To this end, we propose a critical modification to Synthetic Minority Oversampling Technique (SMOTE) for highly imbalanced datasets, where the generation of new synthetic samples are directed closer to the minority than the majority. In this way, the line of distinction between the two classes will be clearly defined and all samples in data will be located within their class boundaries to ensure accurate prediction of the classifiers developed.

The structure of this paper is organized as follows: Section 2 provides an overview of related works. In Section 3, we present the proposed A-SMOTE. In Section 4, we introduce the experimental results, discuss the evaluation metric and statistical tests used in this work. Finally, concluding remarks and future work are drawn in Section 5.

2. RELATED WORKS

The problem of learning in imbalance domain has been getting attention in different research areas [2123]. The methods proposed for imbalanced learning can be classified broadly under algorithm level approach and data level approach. In the algorithm level approach, the existing algorithms are modified to recognize samples in the minority class [24]. The drawback of this approach is its dependence on classifiers and the difficulty in handling it [25]. In the data level approach, datasets are modified by adding instances to the minority class or eliminating samples from the majority class. This technique aims to present balanced datasets [26]. The data level technique is easier to use as compared to the algorithm level approach, because the datasets are mended before they are trained by classifiers [27,28]. The main advantage of the data level method is that they are more adaptable since their applications do not dependent on the classifier chosen. Besides, we may preprocess all datasets and apply them to train different classifiers. Among the data level techniques is the well-known SMOTE [23]. In the case of oversampling, SMOTE is applied to introduce synthetic samples along the line segments connecting any or all of the k minority class nearest neighbors, considering each minority class example in the data. The selection of k nearest neighbors is carried out randomly based on the amount of oversampling needed. SMOTE algorithm has repeatedly reported successes for better sampling distribution. However, when applied in its original form may produce suboptimal results or it may even be counterproductive in many cases [29]. This is mainly attributed to the fact that SMOTE presents several setbacks related to insensitive oversampling in which the generation of new minority samples only consider the proximity and size of minority samples. The introduction of new samples to the minority without critical emphasis on the direction and distribution of such examples as a major disadvantage of SMOTE. This setback which can further exacerbate the problems created by noisy includes the introduction of new minority samples in areas closer to the majority than the minority class. This drawback may cause performance deterioration in a given classification task [21]. Therefore, to overcome the above setbacks, two different techniques are adopted in the literature as

  • Extensions of SMOTE by combining it with other techniques such as noise filtering. In the standard classification tasks, noise filters are often used in order to detect and remove noisy samples from training datasets and also to clean up and to create more regular class boundaries [2931]. Empirical studies, such as [29], confirmed the advantage of integrating iterative partitioning filter (IPF) [32] as a post-processing period after applying SMOTE.
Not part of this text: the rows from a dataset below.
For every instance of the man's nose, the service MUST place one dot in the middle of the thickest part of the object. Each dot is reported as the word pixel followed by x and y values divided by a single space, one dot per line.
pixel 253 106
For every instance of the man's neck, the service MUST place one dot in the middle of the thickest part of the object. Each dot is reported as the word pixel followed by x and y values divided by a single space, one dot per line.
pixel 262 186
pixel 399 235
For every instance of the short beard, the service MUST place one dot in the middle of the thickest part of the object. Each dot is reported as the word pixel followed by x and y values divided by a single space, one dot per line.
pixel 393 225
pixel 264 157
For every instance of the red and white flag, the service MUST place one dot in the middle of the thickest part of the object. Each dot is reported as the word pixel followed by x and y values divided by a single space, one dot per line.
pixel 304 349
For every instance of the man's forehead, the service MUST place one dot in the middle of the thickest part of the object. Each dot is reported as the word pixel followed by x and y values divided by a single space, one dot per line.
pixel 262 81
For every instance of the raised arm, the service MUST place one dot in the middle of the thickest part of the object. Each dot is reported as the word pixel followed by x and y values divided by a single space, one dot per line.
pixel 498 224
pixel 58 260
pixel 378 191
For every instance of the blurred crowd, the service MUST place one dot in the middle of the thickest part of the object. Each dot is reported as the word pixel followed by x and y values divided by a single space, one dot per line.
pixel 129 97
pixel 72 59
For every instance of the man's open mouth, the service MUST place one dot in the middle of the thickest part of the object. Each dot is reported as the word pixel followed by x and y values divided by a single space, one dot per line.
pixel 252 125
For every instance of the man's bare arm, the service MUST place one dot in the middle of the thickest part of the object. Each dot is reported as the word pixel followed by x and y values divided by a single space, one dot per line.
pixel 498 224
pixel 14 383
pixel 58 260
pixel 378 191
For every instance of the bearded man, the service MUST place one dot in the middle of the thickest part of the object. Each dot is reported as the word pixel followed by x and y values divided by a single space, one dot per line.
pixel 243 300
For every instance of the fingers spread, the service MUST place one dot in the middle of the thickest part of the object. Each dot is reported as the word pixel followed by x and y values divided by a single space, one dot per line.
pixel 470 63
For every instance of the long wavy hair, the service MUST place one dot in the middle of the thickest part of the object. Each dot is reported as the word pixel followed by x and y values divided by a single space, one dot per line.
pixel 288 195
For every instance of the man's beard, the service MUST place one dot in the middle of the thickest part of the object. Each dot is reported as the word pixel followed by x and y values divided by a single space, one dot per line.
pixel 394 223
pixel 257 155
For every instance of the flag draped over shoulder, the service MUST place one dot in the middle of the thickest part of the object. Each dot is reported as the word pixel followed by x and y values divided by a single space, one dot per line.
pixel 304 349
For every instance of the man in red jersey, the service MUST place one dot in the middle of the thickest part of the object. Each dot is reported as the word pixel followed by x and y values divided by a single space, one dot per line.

  • Modifications of SMOTE in which the formation of new minority samples realized by SMOTE is focused on specific portions of the input space, taking the specific features of the data into account. The Safe-Levels-SMOTE (SL-SMOTE) [33], the Borderline-SMOTE (B1-SMOTE and B2-SMOTE) [34] methods come from this category. These methods try to create minority samples close to regions with a high concentration of the minority samples or only within the borders of the minority class.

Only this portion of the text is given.